Tutorial April 8, 2026 12 min read

Microsoft Clarity API: Complete Python Tutorial (2026)

Microsoft Clarity's Data Export API lets you pull session-level analytics programmatically. This tutorial walks you through authentication, making requests, parsing responses, handling rate limits, and storing everything in SQLite for long-term analysis.

Why use the Clarity API?

The Clarity dashboard is great for quick checks, but it has limitations. You can't query historical data beyond 30 days in bulk, you can't combine Clarity data with other sources, and you can't automate reporting. The Data Export API solves all of these problems.

With the API, you can:

Rate limit heads-up: The Clarity API allows only 10 requests per day per project and returns a maximum of 3 days of data per request. Plan your data collection strategy accordingly.

Prerequisites

Before you start, make sure you have:

Step 1: Get your API token

The Clarity API uses Bearer token authentication. Here's how to get your token:

  1. Log in to clarity.microsoft.com
  2. Open your project and go to Settings
  3. Navigate to Data Export in the left sidebar
  4. Click Generate API Token
  5. Copy the token and store it securely (you won't see it again)

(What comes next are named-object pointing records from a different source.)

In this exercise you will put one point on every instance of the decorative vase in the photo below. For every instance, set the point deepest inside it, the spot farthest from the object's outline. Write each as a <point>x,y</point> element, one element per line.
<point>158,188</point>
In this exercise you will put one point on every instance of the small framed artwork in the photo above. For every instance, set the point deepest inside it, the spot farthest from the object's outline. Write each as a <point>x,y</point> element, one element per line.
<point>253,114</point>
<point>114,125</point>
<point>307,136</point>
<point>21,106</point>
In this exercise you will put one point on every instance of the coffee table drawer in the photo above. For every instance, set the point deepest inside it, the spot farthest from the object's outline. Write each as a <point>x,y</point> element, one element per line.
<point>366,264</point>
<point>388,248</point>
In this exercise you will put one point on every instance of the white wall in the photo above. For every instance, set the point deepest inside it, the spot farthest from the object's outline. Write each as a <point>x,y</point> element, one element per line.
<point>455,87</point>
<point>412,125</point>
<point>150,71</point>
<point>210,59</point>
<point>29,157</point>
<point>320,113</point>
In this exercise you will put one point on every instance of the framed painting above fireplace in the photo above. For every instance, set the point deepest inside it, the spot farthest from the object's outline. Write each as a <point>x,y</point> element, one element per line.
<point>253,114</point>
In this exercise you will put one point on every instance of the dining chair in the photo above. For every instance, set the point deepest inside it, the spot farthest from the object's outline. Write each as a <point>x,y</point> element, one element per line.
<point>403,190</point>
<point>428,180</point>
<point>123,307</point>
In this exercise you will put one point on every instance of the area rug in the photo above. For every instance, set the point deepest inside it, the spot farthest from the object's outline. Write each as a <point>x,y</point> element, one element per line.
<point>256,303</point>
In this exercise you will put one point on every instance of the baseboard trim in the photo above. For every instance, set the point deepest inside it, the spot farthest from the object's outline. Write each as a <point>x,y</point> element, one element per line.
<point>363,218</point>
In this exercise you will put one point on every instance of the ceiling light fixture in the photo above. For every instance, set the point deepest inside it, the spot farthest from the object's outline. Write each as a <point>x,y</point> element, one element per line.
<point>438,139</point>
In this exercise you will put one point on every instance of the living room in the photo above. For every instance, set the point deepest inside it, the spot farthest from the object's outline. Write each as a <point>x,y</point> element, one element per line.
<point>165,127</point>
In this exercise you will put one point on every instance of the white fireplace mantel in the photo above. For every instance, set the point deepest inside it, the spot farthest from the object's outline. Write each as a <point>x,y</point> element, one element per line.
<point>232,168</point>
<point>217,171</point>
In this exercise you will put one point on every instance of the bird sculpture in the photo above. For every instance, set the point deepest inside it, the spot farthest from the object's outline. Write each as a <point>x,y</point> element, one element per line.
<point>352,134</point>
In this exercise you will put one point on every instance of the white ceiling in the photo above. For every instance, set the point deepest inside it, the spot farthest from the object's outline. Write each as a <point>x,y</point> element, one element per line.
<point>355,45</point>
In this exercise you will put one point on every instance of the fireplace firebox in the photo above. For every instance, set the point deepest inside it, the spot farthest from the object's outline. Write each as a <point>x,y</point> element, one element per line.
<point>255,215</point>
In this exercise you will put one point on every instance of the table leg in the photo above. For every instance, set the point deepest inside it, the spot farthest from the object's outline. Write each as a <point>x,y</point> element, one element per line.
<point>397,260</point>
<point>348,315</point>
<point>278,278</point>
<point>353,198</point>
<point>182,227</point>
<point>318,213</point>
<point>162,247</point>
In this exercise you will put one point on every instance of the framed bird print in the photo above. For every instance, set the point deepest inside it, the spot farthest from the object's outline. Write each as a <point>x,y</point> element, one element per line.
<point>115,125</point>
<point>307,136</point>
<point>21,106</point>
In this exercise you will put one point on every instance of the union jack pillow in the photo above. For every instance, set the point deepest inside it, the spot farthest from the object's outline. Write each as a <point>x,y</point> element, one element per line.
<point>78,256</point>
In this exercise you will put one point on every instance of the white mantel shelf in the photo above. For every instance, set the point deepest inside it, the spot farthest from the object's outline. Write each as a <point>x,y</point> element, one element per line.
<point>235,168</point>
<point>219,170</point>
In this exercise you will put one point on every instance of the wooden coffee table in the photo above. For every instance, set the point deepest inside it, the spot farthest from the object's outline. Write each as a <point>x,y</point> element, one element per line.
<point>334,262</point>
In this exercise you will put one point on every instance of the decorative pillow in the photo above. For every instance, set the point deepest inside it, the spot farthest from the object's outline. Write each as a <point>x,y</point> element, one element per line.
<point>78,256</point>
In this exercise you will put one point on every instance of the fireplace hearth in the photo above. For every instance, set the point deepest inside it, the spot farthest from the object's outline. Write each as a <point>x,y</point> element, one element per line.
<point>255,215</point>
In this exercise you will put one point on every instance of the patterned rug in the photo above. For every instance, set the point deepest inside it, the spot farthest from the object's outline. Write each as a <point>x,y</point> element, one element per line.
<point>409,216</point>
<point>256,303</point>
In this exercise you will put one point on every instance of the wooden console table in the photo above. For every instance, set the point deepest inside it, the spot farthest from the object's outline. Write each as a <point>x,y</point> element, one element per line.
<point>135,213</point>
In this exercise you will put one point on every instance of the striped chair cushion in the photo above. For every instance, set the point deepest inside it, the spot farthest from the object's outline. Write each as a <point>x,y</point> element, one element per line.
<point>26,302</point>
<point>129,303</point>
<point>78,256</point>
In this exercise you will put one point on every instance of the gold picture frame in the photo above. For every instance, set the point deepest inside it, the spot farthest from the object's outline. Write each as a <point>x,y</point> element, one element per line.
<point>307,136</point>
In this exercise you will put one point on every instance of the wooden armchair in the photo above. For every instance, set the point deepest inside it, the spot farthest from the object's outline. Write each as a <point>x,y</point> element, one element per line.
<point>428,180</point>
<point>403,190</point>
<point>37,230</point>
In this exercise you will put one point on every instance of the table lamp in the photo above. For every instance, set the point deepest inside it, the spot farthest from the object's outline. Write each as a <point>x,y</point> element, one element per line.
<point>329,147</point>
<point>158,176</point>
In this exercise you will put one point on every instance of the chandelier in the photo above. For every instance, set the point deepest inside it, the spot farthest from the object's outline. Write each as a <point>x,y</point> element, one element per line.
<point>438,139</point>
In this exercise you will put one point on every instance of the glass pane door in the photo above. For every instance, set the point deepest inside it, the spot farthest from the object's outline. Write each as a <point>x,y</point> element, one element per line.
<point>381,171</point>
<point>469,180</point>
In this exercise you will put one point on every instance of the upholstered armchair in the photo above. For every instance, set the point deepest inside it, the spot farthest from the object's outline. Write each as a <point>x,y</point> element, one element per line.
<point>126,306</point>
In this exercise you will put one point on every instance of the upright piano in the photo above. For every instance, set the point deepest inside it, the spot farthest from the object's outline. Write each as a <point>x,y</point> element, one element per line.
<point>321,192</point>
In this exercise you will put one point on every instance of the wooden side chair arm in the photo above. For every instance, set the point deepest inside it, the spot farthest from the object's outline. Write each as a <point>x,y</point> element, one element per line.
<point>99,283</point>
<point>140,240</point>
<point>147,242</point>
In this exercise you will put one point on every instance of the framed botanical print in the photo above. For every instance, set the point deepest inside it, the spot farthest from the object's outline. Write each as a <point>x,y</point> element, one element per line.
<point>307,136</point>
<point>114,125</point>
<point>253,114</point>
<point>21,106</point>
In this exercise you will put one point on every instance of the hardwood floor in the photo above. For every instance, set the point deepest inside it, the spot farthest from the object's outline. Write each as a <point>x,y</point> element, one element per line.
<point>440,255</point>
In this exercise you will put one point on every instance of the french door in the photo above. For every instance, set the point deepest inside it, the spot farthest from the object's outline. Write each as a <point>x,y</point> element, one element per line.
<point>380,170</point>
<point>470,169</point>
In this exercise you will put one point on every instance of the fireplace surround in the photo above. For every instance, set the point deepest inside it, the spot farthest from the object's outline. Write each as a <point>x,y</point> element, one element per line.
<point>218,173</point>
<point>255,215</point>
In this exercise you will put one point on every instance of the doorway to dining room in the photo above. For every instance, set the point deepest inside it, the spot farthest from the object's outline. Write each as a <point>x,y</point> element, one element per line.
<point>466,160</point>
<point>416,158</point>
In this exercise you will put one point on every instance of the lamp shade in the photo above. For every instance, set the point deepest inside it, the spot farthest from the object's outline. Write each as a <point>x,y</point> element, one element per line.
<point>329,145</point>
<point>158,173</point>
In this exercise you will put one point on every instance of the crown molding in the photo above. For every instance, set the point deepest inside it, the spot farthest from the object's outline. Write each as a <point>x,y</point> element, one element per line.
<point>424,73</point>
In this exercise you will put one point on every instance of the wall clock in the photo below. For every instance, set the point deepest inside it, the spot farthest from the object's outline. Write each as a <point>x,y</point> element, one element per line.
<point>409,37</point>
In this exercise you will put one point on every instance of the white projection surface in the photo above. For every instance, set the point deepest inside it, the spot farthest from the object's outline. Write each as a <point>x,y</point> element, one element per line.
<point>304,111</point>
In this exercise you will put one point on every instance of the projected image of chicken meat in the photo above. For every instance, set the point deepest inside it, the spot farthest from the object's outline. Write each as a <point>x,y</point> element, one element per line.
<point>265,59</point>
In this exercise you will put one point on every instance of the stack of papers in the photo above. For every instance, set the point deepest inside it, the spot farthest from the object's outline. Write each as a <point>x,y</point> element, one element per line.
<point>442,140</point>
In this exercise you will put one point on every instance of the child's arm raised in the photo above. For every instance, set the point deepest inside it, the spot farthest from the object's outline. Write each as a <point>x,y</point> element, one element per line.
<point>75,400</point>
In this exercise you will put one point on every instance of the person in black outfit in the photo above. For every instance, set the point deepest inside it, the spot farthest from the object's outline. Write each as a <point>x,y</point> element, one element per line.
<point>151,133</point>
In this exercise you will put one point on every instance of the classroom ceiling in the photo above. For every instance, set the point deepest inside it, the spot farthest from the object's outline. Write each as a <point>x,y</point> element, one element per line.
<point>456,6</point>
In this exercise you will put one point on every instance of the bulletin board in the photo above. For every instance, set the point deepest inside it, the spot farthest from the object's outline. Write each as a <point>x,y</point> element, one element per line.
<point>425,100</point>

Security tip: Never hardcode your API token. Store it in an environment variable or a .env file and load it with python-dotenv.

You'll also need your Project ID. Find it in the URL when viewing your Clarity dashboard: clarity.ms/app/your-project-id/dashboard.

Step 2: Make your first API request

The Data Export API has a single endpoint for live insights. Here's the basic structure:

import requests
import os

CLARITY_API_TOKEN = os.environ["CLARITY_API_TOKEN"]
PROJECT_ID = os.environ["CLARITY_PROJECT_ID"]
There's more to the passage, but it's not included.